Like tar that will stick to anything, Jadine uses her sexuality to lure Son to her.  She has control and power over him, as she tells him to sleep with her, naked, but repeatedly tells him that she does not want to have sex.  Both nude, placing herself right beside him, Jadine is able to taunt Son with her sexuality.  After Jadine enters a relationship with Son, she believes she is superior as she comments on the other “sexually efficient men” who were “foreplay experts” and compares them to Son and his wildness and fumbling.  She has made her catch, feeling as if she has the power because she is the tar that has the power to stick to Son.  Being made into the tar baby and being able to tempt everyone was her power.
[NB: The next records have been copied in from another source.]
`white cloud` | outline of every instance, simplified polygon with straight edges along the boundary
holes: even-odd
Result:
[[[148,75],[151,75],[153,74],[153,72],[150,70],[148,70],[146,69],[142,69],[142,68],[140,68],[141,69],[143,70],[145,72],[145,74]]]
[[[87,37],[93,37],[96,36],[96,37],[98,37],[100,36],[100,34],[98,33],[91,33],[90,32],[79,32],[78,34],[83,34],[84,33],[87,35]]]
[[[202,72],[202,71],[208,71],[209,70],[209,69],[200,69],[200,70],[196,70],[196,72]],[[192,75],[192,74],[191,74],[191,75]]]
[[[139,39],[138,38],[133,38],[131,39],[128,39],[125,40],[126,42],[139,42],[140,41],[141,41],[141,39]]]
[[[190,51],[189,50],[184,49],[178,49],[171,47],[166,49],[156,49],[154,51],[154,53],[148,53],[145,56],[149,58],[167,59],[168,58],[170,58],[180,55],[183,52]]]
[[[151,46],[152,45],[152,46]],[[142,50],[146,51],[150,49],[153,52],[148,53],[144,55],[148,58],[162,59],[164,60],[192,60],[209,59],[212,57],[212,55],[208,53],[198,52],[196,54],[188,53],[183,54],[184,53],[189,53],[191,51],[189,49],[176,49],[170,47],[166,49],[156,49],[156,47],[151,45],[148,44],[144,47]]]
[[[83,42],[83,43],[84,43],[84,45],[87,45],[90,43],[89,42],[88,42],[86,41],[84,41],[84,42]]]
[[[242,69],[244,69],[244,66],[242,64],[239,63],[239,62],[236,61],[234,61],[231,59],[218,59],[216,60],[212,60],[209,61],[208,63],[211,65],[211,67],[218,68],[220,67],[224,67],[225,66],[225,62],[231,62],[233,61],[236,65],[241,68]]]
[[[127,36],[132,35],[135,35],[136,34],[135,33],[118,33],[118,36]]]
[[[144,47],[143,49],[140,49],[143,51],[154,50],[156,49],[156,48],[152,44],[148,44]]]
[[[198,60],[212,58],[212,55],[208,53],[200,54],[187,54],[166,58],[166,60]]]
            During the trip to Eloe, Jadine feels as if she is lacking sexually.  After walking into her room while in Eloe, Rosa, a relative of Son, makes her feel naked after she forces her to put clothes on.  Jadine has been around, and no man or women has ever made her feel this naked before.  Soldier, another relative of Son, makes her feel as if she was a virgin again, competing to be the best after being told about Cheyenne’s “special gift.”  Instead of tempting her targets, she is no longer the best catch.  The dream does it for Jadine, pushing her over the edge with her own sexuality.  Each women who enters the room just happens to be black, and as they pull out their breast, she feels as if she has to compete, yelling, “I have breast too.”  Then the most shocking, the women in yellow who pulls out her three eggs, sends Jadine into tears as she realizes her lacking sexually and martial.  Jadine can not compete with the women of women, and her power was gone. 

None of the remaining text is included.